A claim for copyright infringement requires that the plaintiff prove: “(1) ownership of a valid copyright; and (2) unauthorized copying of original elements of the plaintiff’s work.” See Dun & Bradstreet Software Servs., Inc. v. Grace Consulting, Inc., 307 F.3d 197, 206 (3d Cir. 2002). Infringement is considered willful if, for example, the defendant fails to respond and default is entered or the defendant used BitTorrent protocol to gain access to a work for free that otherwise would have required payment. See Malibu Media, LLC v. Flanagan, No. 2:13-CV-5890, 2014 WL 2957701, at *2, *2 n. 4 (E.D. Pa. Jul. 1, 2014). Malibu Media has sufficiently alleged that Mr. Cui willfully infringed its copyrights on the 24 works listed in Exhibit A to its motion for default judgment.

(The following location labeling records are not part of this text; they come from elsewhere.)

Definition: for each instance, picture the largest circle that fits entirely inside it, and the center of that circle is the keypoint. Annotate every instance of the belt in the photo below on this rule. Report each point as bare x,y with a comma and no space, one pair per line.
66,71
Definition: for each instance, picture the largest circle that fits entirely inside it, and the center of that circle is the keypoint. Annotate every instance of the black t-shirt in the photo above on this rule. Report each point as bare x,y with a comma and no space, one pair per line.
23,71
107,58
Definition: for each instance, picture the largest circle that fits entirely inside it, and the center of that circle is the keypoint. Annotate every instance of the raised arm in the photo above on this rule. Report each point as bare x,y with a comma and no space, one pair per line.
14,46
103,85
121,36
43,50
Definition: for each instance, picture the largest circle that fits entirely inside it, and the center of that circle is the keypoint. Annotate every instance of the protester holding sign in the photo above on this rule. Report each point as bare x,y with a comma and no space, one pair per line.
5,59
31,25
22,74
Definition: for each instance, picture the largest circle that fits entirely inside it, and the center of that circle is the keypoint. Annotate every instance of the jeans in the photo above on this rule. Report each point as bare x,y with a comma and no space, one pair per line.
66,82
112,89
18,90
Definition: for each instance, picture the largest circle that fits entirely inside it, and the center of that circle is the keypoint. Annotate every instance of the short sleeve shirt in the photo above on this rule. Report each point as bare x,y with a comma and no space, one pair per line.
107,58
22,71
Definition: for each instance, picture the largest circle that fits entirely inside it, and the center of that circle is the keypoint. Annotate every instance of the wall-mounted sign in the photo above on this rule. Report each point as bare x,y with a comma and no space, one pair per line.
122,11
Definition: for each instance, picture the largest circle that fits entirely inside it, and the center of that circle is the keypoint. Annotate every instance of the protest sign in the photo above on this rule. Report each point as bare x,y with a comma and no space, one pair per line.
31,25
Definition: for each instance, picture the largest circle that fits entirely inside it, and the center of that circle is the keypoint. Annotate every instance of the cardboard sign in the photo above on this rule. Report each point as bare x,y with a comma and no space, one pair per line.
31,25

Under 17 U.S.C. § 504(c)(2), statutory damages may be awarded in an amount of not less than $750 or more than $150, 000 per infringed work. Malibu Media is asking for an award of $54, 000, or $2, 250 per infringed work (three times the statutory minimum). It states that “Plaintiff’s actual damages far exceed this sum.” To support that statement, Malibu Media argues that Mr. Cui “materially aided” each of the other participants in the BitTorrent swarm, which contained thousands of peers and continues to grow. It states that its actual damages are “the lost sales of its content to those thousands of infringers.” However, Malibu Media provides no evidence regarding what those lost sales might be or even that any, let alone all, of the infringers would have paid for the content had it not been available for free via BitTorrent. Malibu Media also does not allege that Mr. Cui profited from the sharing of its copyrighted works, or provide evidence of how much money he saved by illegally downloading, rather than purchasing, Malibu Media’s works.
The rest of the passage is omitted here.